Rajeev Rai Bhatnagar, Advisor to the Lieutenant Governor and Arun Kumar Mehta, Chief Secretary, Jammu and Kashmir, attended the meeting.
The disinvestment was necessitated as the company was not able to sustain and manage its finances properly and maintain efficiencies of operations, the spokesman said.
The company was also not able to fully exploit its potential and sustain stiff competition in the market despite having dedicated limestone mining leases at its disposal, he said.
Despite enjoying economies of scale, the company failed to show requisite growth and generate cash flows and operating margins during the last more than two decades, the spokesman said.
The company, despite having assured demand from the government against advance payments, has not grown even marginally over the long period of time and has rather shown a sharp decline in its production and revenues from 2012-13 onwards, he said.
The spokesman said managerial and financial inefficiencies, coupled with failure to exploit locational advantage, has made the company defunct, further depreciating plant and machinery without any resultant productivity.
The company had not only accumulated losses, but was also burdened with liabilities on account of salaries and outstanding wages and payments in addition to default in statutory deductions like GST, he added.
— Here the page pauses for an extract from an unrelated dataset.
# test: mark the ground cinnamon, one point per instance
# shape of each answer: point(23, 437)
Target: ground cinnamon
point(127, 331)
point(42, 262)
In October last year the Administrative Council had given in-principle approval for complete sale of JK Cements Limited by exploring the option of ascending e-auction and an authorisation to utilise 240 kanals of land adjacent to Khrew Plant at Industrial Estate, the spokesman said.
The interested bidder should have a minimum net-worth of Rs 250 crore. The bidder should have a net positive EBITDA in at least three out of the immediately preceding five financial years.
Eligible entities are permitted to form a consortium to participate in the transaction. The maximum number of members, including the lead member, can be four.
Key principles and actions underlying the recommended disinvestment modality includes 100 per cent ownership in JKCL in favour of a private company/consortium, he said.
Further, all the assets of JKCL on an as-is-where-is basis, along with approvals and licenses (including mining license) will be transferred as part of the share purchase sale.
It was further decided that the Government of Jammu and Kashmir will take over all employees of JKCL and the acquirer will be responsible for staffing requirements to get the plant operational, the spokesman said.
Moreover, all legacy and material liabilities will be carved out and assigned to the Union territory, he added. All the pre-bid requirements, including renewal of lease in favour of the corporation, power availability, finalisation of accounts and their audits etc shall be completed before the start of the auction process.
While disinvesting, it shall be ensured that the provisions of Mines and Minerals (Development and Regulation) Act, 1957 and rules framed thereunder are not violated in any case. It was also decided that the process of reverse auction will be adopted for the purpose of disinvestment, the spokesman said.
The step was expedient as the company had turned defunct for more than two years. Attempts of revival of the company had failed in the absence of fund flow, he added.